夜闇の訪問
セレナ王女の政策は着実に進んでいた。彼女の意志と行動力は、皇帝の思惑を恐れないという点で、ケイオスにも深い感銘を与えていた。しかし、そんなある日、セレナの城に暗い影が忍び寄った。
夜の静寂を切り裂くように、衛兵が鳴らす警鐘が響く。ケイオスは素早く剣を手に取り、王女の部屋へ駆けつけた。扉を開けた瞬間、そこには既に一人のフードを被った女性が立っていた。全身を黒いローブで包み、その目には冷たい光が宿っている。
「何者だ!」
ケイオスが剣を構えながら叫ぶ。
「待ってください。話を聞いてください」
セレナ声は低く穏やかだったが、そこに宿る緊張感は否定できなかった。
しかし、彼女は冷静だった。彼女は衛兵を手で制し、女性に向かって一歩踏み出す。
「あなたは何を求めてここに来たのですか?」
女性はゆっくりとフードを取り、その顔を露わにした。美しくも凛々しい顔立ち。だが、その目は長い憎しみを宿している。

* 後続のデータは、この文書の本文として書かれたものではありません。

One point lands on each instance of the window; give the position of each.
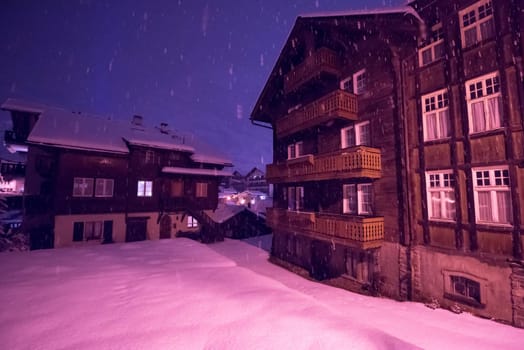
(177, 188)
(355, 84)
(201, 189)
(295, 150)
(465, 287)
(358, 199)
(82, 187)
(492, 195)
(435, 115)
(434, 50)
(477, 23)
(354, 135)
(295, 198)
(104, 187)
(441, 195)
(144, 188)
(150, 157)
(191, 222)
(484, 103)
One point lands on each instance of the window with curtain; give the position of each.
(441, 195)
(358, 199)
(484, 103)
(355, 135)
(433, 48)
(477, 23)
(435, 115)
(492, 195)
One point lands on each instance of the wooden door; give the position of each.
(136, 229)
(165, 227)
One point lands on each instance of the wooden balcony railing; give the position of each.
(323, 60)
(337, 104)
(359, 161)
(363, 232)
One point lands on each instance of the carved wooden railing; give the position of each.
(337, 104)
(321, 60)
(364, 232)
(359, 161)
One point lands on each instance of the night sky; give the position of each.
(197, 65)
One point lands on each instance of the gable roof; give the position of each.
(273, 88)
(58, 127)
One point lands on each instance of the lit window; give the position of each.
(295, 198)
(355, 84)
(465, 287)
(358, 199)
(354, 135)
(191, 221)
(104, 187)
(441, 195)
(201, 189)
(145, 188)
(295, 150)
(484, 103)
(492, 195)
(435, 113)
(82, 187)
(150, 157)
(434, 50)
(177, 188)
(477, 23)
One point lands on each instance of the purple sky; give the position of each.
(197, 65)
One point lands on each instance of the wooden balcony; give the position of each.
(359, 161)
(322, 61)
(337, 104)
(357, 231)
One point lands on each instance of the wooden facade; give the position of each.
(85, 191)
(423, 107)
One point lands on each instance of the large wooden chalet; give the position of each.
(96, 180)
(398, 158)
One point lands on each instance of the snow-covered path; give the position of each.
(179, 294)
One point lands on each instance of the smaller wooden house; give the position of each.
(96, 180)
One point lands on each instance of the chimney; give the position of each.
(137, 120)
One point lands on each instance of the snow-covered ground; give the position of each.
(179, 294)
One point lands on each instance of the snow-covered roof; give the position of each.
(141, 137)
(366, 12)
(196, 171)
(14, 104)
(224, 212)
(59, 127)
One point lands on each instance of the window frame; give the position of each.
(436, 103)
(356, 206)
(483, 95)
(201, 189)
(442, 190)
(476, 22)
(192, 222)
(145, 193)
(86, 184)
(295, 198)
(492, 188)
(437, 39)
(356, 83)
(105, 193)
(357, 133)
(297, 148)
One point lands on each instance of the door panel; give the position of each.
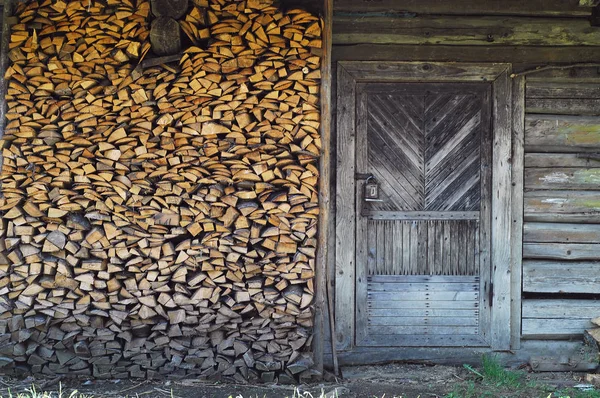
(428, 146)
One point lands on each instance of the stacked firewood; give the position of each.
(160, 221)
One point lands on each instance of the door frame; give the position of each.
(349, 73)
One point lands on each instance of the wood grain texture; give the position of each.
(475, 31)
(345, 208)
(501, 214)
(544, 276)
(562, 134)
(518, 154)
(557, 319)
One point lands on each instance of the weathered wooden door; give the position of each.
(422, 249)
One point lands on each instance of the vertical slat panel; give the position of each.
(431, 247)
(406, 250)
(398, 245)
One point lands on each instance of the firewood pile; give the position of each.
(160, 221)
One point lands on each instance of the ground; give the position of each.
(395, 380)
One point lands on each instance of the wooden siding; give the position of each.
(561, 233)
(434, 247)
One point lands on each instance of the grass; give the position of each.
(32, 392)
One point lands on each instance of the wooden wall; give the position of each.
(562, 219)
(561, 235)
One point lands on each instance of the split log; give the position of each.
(160, 220)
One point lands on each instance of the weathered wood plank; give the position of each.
(561, 233)
(422, 340)
(476, 31)
(561, 276)
(557, 318)
(345, 209)
(562, 206)
(563, 106)
(501, 214)
(422, 318)
(562, 178)
(562, 251)
(421, 71)
(465, 7)
(518, 150)
(419, 296)
(554, 90)
(446, 53)
(560, 160)
(562, 134)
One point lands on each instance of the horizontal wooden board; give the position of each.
(460, 7)
(401, 305)
(548, 328)
(411, 340)
(555, 319)
(555, 90)
(563, 106)
(560, 160)
(477, 31)
(440, 53)
(562, 251)
(433, 296)
(562, 206)
(562, 178)
(561, 276)
(397, 314)
(562, 134)
(561, 233)
(434, 330)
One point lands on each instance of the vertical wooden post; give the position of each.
(4, 65)
(518, 155)
(323, 283)
(501, 213)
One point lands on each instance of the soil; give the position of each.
(389, 381)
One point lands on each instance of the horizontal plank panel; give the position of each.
(470, 321)
(551, 89)
(421, 313)
(431, 330)
(402, 305)
(478, 31)
(439, 53)
(462, 7)
(419, 71)
(559, 160)
(561, 233)
(561, 134)
(561, 277)
(562, 178)
(444, 279)
(548, 328)
(565, 203)
(563, 106)
(562, 251)
(557, 318)
(421, 215)
(433, 296)
(412, 340)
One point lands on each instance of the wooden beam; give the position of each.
(554, 8)
(324, 287)
(518, 160)
(474, 31)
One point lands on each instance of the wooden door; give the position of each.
(423, 250)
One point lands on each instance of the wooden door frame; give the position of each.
(352, 72)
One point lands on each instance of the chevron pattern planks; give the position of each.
(424, 148)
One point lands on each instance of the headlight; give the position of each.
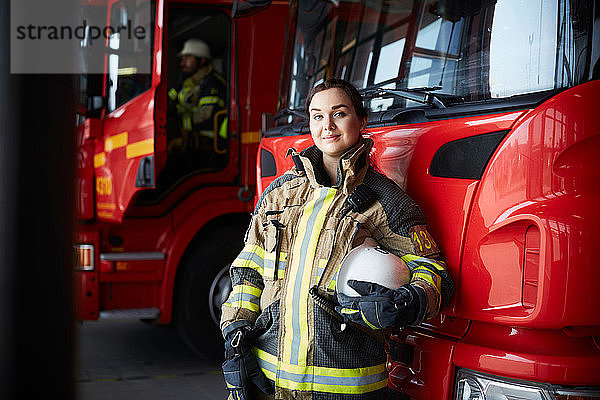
(471, 385)
(84, 257)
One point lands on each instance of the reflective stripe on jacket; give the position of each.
(200, 96)
(296, 240)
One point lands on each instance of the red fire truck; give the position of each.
(153, 244)
(484, 112)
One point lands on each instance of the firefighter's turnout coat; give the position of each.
(297, 240)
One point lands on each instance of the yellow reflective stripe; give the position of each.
(322, 379)
(183, 92)
(115, 141)
(223, 129)
(241, 262)
(208, 100)
(243, 304)
(256, 258)
(250, 137)
(429, 276)
(141, 148)
(269, 264)
(99, 159)
(245, 296)
(296, 339)
(332, 284)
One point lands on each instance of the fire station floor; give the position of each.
(130, 359)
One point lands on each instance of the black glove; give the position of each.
(240, 367)
(379, 307)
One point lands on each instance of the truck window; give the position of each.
(197, 112)
(129, 61)
(463, 50)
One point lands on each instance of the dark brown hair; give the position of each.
(347, 87)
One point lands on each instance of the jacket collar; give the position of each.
(351, 169)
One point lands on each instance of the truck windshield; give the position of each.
(464, 51)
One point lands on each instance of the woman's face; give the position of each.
(334, 125)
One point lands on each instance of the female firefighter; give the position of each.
(280, 335)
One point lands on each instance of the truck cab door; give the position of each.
(124, 152)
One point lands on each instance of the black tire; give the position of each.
(203, 285)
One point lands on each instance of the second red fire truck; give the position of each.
(157, 245)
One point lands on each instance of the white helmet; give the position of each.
(195, 47)
(371, 263)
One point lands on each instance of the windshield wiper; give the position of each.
(420, 95)
(289, 111)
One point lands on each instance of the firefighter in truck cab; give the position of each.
(285, 333)
(201, 94)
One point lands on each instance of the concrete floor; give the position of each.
(130, 360)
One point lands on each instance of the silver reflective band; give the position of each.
(141, 256)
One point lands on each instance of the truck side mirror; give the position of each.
(244, 8)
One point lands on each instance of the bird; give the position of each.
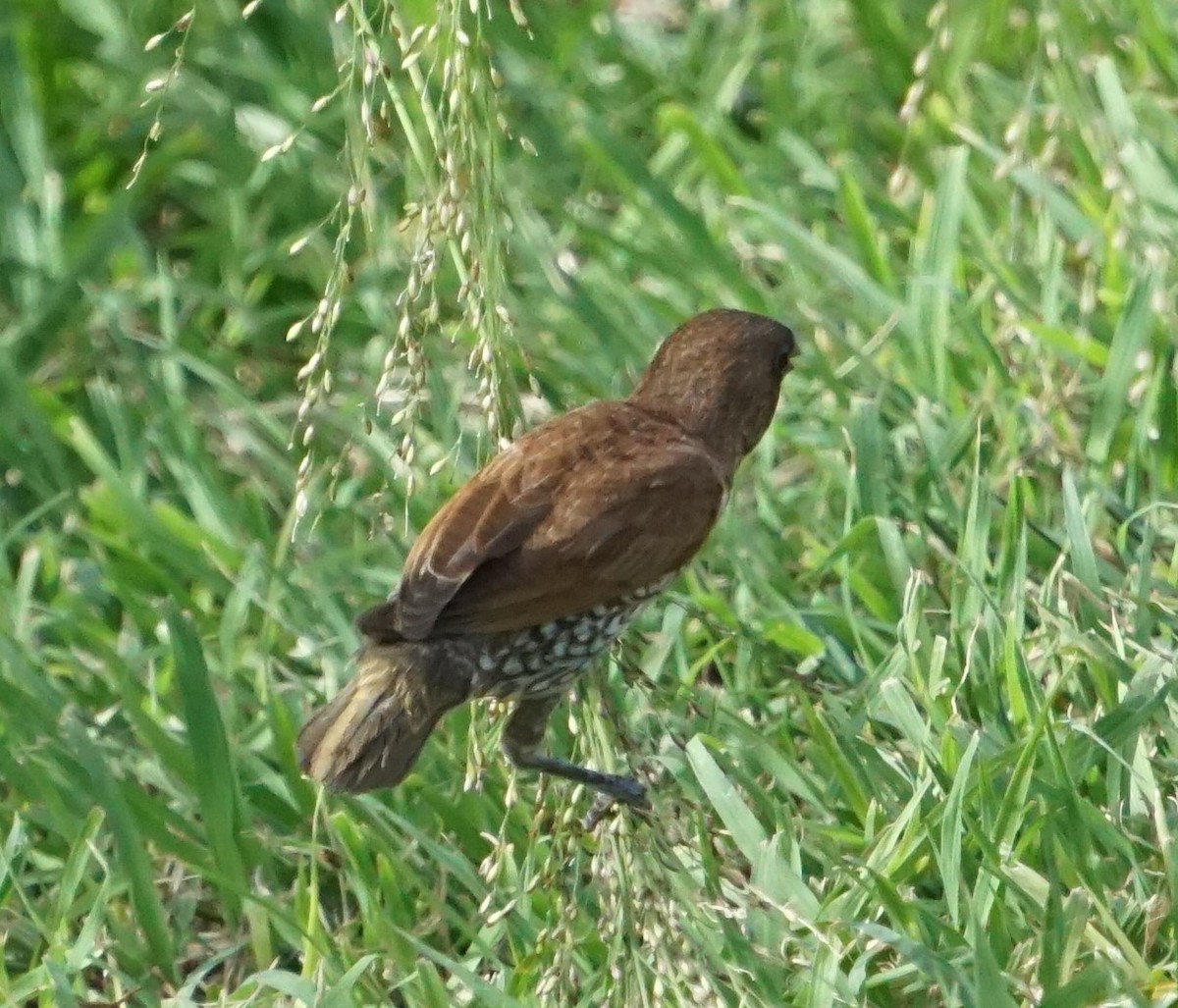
(539, 561)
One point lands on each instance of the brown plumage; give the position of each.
(537, 563)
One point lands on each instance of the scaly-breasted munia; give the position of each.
(537, 563)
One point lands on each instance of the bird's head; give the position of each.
(719, 376)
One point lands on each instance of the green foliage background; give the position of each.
(910, 718)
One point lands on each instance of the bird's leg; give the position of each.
(521, 743)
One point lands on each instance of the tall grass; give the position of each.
(910, 720)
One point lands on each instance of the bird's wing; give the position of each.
(586, 510)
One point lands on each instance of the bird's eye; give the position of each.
(784, 358)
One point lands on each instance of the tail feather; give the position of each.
(369, 735)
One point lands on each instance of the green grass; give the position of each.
(912, 714)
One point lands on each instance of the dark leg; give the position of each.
(521, 741)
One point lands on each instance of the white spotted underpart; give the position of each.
(543, 661)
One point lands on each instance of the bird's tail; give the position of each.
(370, 732)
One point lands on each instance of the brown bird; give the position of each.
(537, 563)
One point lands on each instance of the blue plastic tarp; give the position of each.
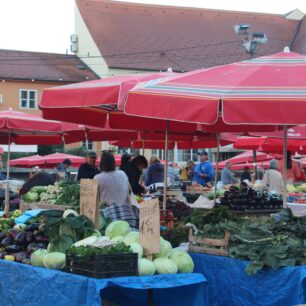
(30, 286)
(282, 287)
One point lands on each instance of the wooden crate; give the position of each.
(212, 246)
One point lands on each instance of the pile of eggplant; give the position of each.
(21, 241)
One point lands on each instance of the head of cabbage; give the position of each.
(145, 267)
(131, 238)
(55, 260)
(165, 248)
(183, 260)
(117, 228)
(165, 266)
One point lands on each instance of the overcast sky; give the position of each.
(46, 25)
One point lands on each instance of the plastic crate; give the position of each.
(103, 266)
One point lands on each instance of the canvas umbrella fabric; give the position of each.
(25, 162)
(269, 90)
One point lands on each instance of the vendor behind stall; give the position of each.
(89, 169)
(227, 176)
(272, 180)
(39, 178)
(204, 171)
(134, 171)
(114, 192)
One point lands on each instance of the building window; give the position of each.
(28, 98)
(90, 145)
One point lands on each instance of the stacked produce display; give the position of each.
(63, 193)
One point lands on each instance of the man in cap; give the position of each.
(89, 169)
(204, 171)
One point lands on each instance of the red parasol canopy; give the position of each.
(92, 97)
(269, 90)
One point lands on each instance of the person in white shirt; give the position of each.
(272, 180)
(113, 184)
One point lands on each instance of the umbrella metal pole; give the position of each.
(7, 191)
(217, 168)
(285, 168)
(166, 167)
(255, 164)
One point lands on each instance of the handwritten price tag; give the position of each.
(149, 227)
(89, 200)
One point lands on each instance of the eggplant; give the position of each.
(35, 246)
(20, 256)
(41, 238)
(13, 248)
(29, 238)
(32, 227)
(12, 233)
(6, 241)
(20, 238)
(2, 255)
(2, 236)
(26, 261)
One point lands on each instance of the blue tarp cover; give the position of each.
(229, 285)
(30, 286)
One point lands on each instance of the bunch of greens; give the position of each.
(63, 232)
(70, 195)
(268, 242)
(90, 251)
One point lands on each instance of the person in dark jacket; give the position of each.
(134, 171)
(125, 159)
(155, 173)
(89, 169)
(246, 175)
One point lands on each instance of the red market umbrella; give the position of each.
(91, 99)
(271, 145)
(25, 162)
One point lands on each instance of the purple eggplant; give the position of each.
(2, 255)
(32, 227)
(41, 238)
(13, 248)
(32, 247)
(20, 238)
(26, 261)
(6, 241)
(12, 233)
(20, 256)
(2, 236)
(29, 238)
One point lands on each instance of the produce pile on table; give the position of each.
(46, 240)
(63, 193)
(264, 241)
(178, 208)
(250, 199)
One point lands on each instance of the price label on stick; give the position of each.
(89, 200)
(149, 227)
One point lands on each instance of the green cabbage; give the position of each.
(118, 239)
(183, 260)
(117, 228)
(131, 238)
(165, 248)
(165, 266)
(37, 257)
(55, 260)
(145, 267)
(137, 248)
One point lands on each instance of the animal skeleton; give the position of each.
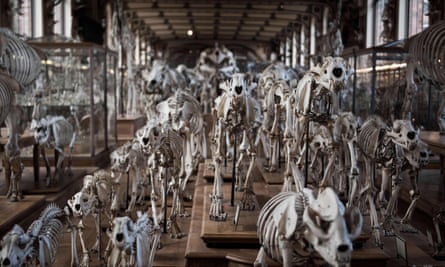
(275, 83)
(166, 145)
(92, 199)
(236, 111)
(182, 111)
(38, 244)
(293, 226)
(55, 132)
(18, 59)
(12, 163)
(162, 81)
(215, 65)
(129, 157)
(413, 154)
(386, 147)
(133, 243)
(425, 54)
(314, 100)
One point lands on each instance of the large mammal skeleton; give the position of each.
(93, 198)
(56, 133)
(166, 146)
(19, 67)
(426, 55)
(293, 226)
(275, 85)
(133, 243)
(38, 244)
(387, 147)
(128, 157)
(236, 112)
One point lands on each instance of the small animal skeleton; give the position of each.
(38, 245)
(92, 199)
(165, 145)
(294, 226)
(57, 133)
(133, 243)
(129, 156)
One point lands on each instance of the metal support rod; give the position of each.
(306, 163)
(165, 202)
(232, 193)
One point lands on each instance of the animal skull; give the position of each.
(328, 225)
(333, 73)
(404, 134)
(123, 233)
(120, 161)
(150, 137)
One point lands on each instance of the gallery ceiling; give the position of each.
(168, 21)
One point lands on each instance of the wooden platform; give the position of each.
(219, 244)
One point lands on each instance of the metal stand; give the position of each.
(232, 194)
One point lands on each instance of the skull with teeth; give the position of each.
(404, 134)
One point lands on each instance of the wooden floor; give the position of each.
(184, 251)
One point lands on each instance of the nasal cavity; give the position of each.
(343, 248)
(238, 89)
(338, 72)
(6, 262)
(119, 237)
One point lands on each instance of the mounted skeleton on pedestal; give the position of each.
(236, 112)
(294, 226)
(166, 147)
(93, 199)
(56, 133)
(19, 67)
(275, 83)
(38, 245)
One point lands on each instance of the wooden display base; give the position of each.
(209, 172)
(224, 233)
(226, 246)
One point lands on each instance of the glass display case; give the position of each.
(378, 85)
(377, 82)
(79, 83)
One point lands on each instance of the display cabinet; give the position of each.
(378, 84)
(79, 82)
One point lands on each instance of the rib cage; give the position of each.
(7, 96)
(18, 58)
(426, 50)
(266, 225)
(369, 136)
(47, 228)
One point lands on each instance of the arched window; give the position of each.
(418, 18)
(27, 18)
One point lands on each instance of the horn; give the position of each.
(354, 221)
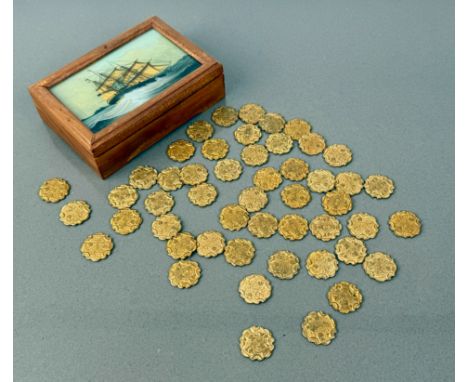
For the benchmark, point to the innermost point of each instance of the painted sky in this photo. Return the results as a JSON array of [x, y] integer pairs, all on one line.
[[80, 96]]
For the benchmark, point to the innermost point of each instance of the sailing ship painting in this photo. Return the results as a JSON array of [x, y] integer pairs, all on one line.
[[124, 79]]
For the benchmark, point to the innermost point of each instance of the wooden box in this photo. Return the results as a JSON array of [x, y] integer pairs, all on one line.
[[122, 97]]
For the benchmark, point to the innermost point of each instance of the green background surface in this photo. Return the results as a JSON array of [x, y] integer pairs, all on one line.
[[376, 75]]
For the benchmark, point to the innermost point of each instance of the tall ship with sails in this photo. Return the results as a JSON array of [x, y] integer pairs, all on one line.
[[124, 77]]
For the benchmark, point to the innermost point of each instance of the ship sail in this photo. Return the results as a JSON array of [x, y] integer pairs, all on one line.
[[121, 78]]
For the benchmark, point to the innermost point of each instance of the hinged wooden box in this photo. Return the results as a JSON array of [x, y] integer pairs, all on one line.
[[122, 97]]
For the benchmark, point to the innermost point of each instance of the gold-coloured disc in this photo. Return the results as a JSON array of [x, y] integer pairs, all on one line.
[[193, 174], [233, 217], [256, 343], [321, 180], [203, 194], [224, 116], [293, 227], [349, 182], [126, 221], [180, 150], [295, 195], [159, 203], [247, 134], [294, 169], [251, 113], [254, 155], [379, 186], [54, 190], [74, 213], [283, 265], [322, 264], [312, 144], [181, 246], [97, 246], [263, 225], [267, 178], [166, 226], [337, 155], [319, 328], [363, 226], [200, 131], [337, 203], [380, 266], [228, 170], [210, 243], [184, 274], [297, 128], [279, 143], [272, 123], [143, 177], [169, 179], [344, 297], [350, 250], [255, 289], [239, 252], [253, 199], [123, 196], [325, 227], [405, 224], [215, 148]]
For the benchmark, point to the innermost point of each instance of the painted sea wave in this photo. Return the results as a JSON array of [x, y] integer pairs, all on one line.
[[138, 95]]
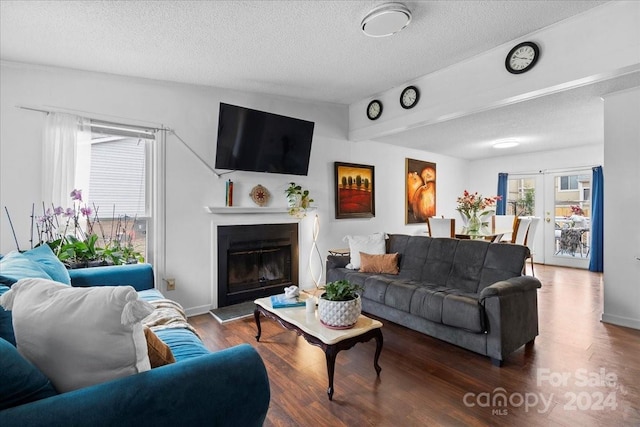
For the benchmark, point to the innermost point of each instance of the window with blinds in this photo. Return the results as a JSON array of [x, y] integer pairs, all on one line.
[[116, 175]]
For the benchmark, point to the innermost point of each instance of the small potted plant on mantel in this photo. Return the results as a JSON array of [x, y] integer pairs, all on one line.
[[340, 306], [298, 200]]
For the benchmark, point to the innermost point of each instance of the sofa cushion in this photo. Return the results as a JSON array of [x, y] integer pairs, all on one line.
[[463, 311], [467, 265], [15, 266], [427, 301], [184, 344], [20, 381], [503, 261], [373, 244], [399, 295], [79, 336], [414, 250], [439, 260], [6, 322], [375, 288], [50, 263], [381, 264], [448, 306]]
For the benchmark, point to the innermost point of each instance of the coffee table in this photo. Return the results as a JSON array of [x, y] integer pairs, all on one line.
[[331, 341]]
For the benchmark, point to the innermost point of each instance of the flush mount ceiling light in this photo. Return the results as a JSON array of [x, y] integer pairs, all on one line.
[[506, 143], [385, 20]]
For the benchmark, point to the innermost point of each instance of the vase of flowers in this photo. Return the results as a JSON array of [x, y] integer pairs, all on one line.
[[473, 207], [298, 200]]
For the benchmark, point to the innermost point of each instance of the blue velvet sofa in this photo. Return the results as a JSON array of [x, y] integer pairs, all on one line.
[[224, 388]]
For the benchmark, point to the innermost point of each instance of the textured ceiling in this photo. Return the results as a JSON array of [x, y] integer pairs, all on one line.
[[573, 118], [312, 50]]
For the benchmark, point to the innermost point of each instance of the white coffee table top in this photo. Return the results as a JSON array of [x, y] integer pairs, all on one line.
[[309, 322]]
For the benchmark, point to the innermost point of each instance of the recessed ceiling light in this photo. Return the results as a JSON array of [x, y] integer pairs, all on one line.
[[385, 20], [507, 143]]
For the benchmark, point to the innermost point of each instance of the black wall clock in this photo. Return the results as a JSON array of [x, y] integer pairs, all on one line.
[[522, 57], [374, 109], [409, 97]]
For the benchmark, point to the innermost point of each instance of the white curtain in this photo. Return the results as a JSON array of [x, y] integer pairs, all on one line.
[[63, 135]]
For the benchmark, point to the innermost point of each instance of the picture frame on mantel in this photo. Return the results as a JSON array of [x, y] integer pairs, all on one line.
[[420, 191], [355, 190]]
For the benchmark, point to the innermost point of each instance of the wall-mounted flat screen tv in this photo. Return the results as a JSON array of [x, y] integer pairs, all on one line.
[[252, 140]]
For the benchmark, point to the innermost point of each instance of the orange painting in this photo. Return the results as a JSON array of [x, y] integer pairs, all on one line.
[[355, 195]]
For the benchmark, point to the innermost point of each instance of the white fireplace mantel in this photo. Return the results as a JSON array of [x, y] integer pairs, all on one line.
[[248, 210]]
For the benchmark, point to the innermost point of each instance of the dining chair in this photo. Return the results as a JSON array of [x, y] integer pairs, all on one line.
[[529, 239], [441, 227], [520, 230], [504, 222]]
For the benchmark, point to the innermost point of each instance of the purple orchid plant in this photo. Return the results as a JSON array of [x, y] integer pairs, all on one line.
[[70, 234]]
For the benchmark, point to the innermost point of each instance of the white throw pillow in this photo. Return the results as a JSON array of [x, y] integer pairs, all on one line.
[[373, 244], [79, 336]]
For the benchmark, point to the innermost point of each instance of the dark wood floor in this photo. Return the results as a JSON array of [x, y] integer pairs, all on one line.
[[579, 371]]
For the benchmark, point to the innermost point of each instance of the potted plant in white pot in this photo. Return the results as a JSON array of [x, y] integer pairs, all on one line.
[[340, 306]]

「私はシュミ。かつて帝国によって滅ぼされたネオ・ヒューマンの生き残りです」
彼女——シュミの言葉は部屋の空気を凍らせた。
ケイオスは驚きと警戒の目を向ける。
「ネオ・ヒューマン...それが本当なら、なぜここに現れた?」
シュミは彼に視線を向け、冷ややかに笑う。
「あなたが私を斬ろうとする理由は分かります。ですが、騎士ともあろう貴方が私の話を聞かないのですか?」
セレナは手でケイオスを制した。
「私が話を聞きましょう。貴方が何を求めているのかを知る必要があります」
シュミは城内に通され、一息つくと静かに語り始めた。
「私は復讐のために生きてきました。紅龍連邦を操り、帝国に戦争を仕掛けたのもその一環です。しかし、戦争だけでは何も変わらないことを知りました。だからこそ、セレナ王女、あなたの政策に協力したいのです」
ケイオスは剣を下ろさず、鋭い目で彼女を見据える。
「その言葉を信じろと?紅龍連邦との戦争で何千もの命が奪われている。その事実をどう説明する?」
シュミは目を閉じ、小さく息を吐く。
「それが私の復讐だった。しかし、今は正規の方法で帝国を変えたいと思う。腐敗の根を絶てるなら、それに越したことはない」
セレナは真剣な表情で彼女を見つめる。
「私の政策を支持するという訳ですか?」
「ええ。あなたが本気で帝国を変えるつもりなら、私の力を貸します。ただし、私が紅龍連邦と繋がっていることは隠しません。そのことが不安なら、私を殺しても構わない」
部屋に張り詰めた沈黙が訪れる。ケイオスは剣を下ろし、セレナに目を向ける。
「どうしますか、王女殿下?」
セレナは一瞬目を閉じ、答えを探すかのように考え込んだ。そして、静かに口を開く。
「協力を受け入れます。ただし、私の理想に背くような行動を取れば、その時は容赦しません」
シュミは微笑む。
「それで構いません。私がここにいる理由は、それだけですから」
ケイオスは未だに完全には信用していない様子だったが、セレナの決断を尊重することにした。彼女の信念と理想が、ケイオス自身の心にも影響を与えていることを彼は感じていたからだ。
夜が明ける頃には、シュミはセレナの政策の支持者として名乗りを上げることになった。しかし、彼女の目的が本当に正義のためなのか、それとも復讐の延長線上にあるのかは、誰にも分からない。